Hispanic Life

Being Strong also means Asking for Help

I was sixteen and naïve when I fell in love with a man, I thought would love me forever but almost destroyed me. The hardships I endured while in this relationship changed me forever.

When I was sixteen, I fell in love head over heels for a man I thought would respect me and love me forever. Soon, I became pregnant and then is when everything started to change. We were determined to have our baby but being so young, I went to my parents for support but instead, I was kicked out as my parents did not support my relationship and because I brought shame to the family having a child out of wedlock. I was left alone with no choice than to move in with my boyfriend and his mother. I thought I would be okay, that I would be safe and taken care of but, I was wrong, so very wrong. As I did not know it then, I was about to step into a whirlwind of abuse that soon left me broken.

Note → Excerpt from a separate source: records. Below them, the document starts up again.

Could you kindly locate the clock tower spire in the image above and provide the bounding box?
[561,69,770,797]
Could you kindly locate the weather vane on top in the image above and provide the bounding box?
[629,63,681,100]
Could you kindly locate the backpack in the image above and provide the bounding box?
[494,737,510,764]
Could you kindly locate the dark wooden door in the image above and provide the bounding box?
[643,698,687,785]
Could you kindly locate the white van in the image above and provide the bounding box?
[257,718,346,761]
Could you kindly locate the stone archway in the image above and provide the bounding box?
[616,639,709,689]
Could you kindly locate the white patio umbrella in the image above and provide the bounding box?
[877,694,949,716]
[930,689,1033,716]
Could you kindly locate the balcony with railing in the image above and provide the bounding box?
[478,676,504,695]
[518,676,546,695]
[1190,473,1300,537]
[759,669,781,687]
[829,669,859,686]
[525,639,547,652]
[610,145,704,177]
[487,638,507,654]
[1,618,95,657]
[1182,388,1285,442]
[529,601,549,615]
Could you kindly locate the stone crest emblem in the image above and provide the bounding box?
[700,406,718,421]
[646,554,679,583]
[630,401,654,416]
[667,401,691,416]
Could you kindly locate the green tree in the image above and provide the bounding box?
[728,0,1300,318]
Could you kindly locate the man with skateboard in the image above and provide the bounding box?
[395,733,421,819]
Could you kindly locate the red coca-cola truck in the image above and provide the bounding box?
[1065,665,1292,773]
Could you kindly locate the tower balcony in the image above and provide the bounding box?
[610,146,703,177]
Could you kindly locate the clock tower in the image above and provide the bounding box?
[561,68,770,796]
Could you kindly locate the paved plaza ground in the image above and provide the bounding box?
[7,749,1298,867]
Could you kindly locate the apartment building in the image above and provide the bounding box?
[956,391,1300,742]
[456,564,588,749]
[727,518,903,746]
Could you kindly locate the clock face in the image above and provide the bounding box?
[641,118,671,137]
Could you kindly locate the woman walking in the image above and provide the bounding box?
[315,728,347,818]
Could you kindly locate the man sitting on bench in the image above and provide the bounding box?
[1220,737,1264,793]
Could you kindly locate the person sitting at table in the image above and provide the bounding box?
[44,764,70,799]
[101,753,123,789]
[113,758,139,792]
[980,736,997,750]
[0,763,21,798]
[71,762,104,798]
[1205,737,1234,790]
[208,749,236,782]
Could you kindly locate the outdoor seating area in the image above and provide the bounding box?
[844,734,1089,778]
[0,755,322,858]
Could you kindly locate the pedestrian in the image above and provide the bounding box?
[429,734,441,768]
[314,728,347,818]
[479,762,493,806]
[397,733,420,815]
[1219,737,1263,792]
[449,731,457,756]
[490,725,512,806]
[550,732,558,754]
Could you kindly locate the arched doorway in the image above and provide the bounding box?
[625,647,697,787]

I moved in with my boyfriend and his mother and then my life completely changed. All of what I once had was gone. I began to lose myself as I catered to his every need. I lost sight of who I was or who I wanted to be just to please him but also because I felt I couldn’t be anything else. He started physically and verbally abusing me every day. His mother would not help, nor did she intervene. I had no one to come to my rescue. I was forced to have sex. I was not allowed to work but instead forced to enroll for Government Assistance in where they then stole my cash and Food Stamps for their own use. They bought food but I was not allowed to open the refrigerator. I needed to ask first and even at asking that would cause fights. To avoid fights, I simply stopped asking for food, . I soon found myself, five months pregnant, beaten and at 90lbs. I was charged for using toilet paper, 10 cents per sheet.

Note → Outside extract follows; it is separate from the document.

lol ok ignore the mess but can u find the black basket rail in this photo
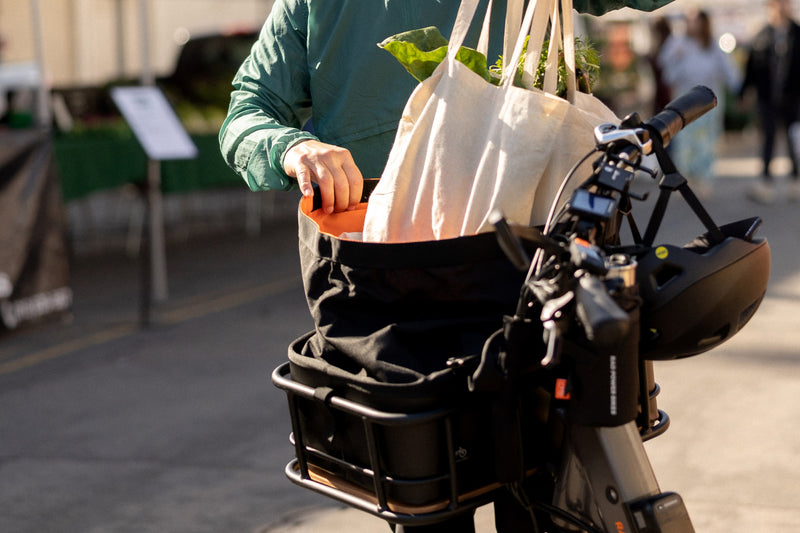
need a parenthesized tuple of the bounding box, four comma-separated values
(272, 362, 501, 525)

Soon, I found myself underweight and afraid, for myself and my baby. I lived with abuse and that was okay because I put myself in that situation. A year later, I was pregnant again. I was enslaved in an environment in where I had no voice and nothing of my own. Then, one day everything changed.

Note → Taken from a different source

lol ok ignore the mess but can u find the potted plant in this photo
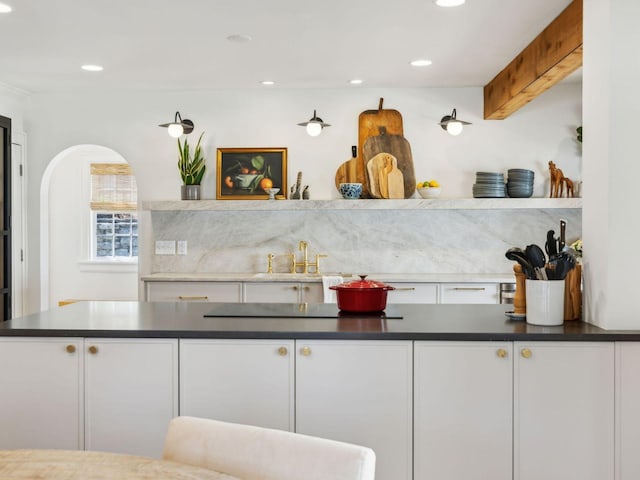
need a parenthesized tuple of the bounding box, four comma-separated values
(178, 132, 206, 200)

I was sent out to pick up a cheesesteak sandwich and from the beginning I felt a knot in my stomach, something was not right. I hurried to complete the task I was given and ran home to find my son, smothered while my boyfriend, my baby’s father just watched him. I hurried to pick him and asked what he was doing, and he responded by saying, “that he just won’t stop crying” and cursed at out 12-month baby. That night, while everyone was asleep. I left, in the middle of night. That night, I passed a churched and prayed and I knew at that moment, what I needed to do. I returned but with a plan.

The day came for my mother and me to meet after years of not talking. She met her grandsons and noticed how malnourished we were. She helped us run away from the abusive home we were living in, and we moved to my aunt’s house in Texas. My Aunt in Texas helped with my boy’s upbringing, she encouraged me to love myself and build my own confidence.

After reaching out to my mother and moving to Texas, I had another goal to accomplish. I had to repair the broken relationship between my father and me. I did not know how to go about it, but with my mother’s help, I was able to contact my father and talk to him. I was hesitant at first, because I felt ashamed, sad, and angry that I had caused all this pain to him and my mother. The day came for us to meet again, and we reconciled our relationship. I told him that I was so sorry to have caused so much pain. He told me the reason why he made the hard decision to leave his house. He said, “I wanted you to learn a lesson about life.” I had to live all these hardships in life for me to learn the lesson my father was trying to teach me. “You have to hit rock bottom to realize how quickly your life can change when you make the wrong decisions”, he said. My father forgave me and that made me happy. He met his grandchildren, and he became a positive role model in their lives.

After reconciling my relationship with parents, they helped get my life together. I went back to my parent’s home and my father started talking to me about faith and the process of healing. I obtained a job in his business by doing taxes and customer service. I still remember my first celebration, a chocolate candy bar I bought for myself, it was the first item I could say was truly mine. During that time, I also began to learn about God and how on that night, I felt a sense of direction, of knowing what I needed to do to save myself and my children. Slowly learned to be me, a strong Latina woman, knowing what I can do on my own but being strong enough to ask for help.

Today, I can say I made it. The lessons I learned; I embrace as he made me who I am today. What I tell others? “Seek God and he shall lead your way”, and he is still leading the way for me. I never looked back, I learned to love myself and I continue to be safe with my two boys with a support network that will always be there for me.

Today, Jocelyn Sepulveda is 35 and mother of two boys, Tino age 16 and Juelz age 15. Strong in her faith she now helps others in need and continues to work in a bank, teaching her sons the value of hard work in order to make it on your own.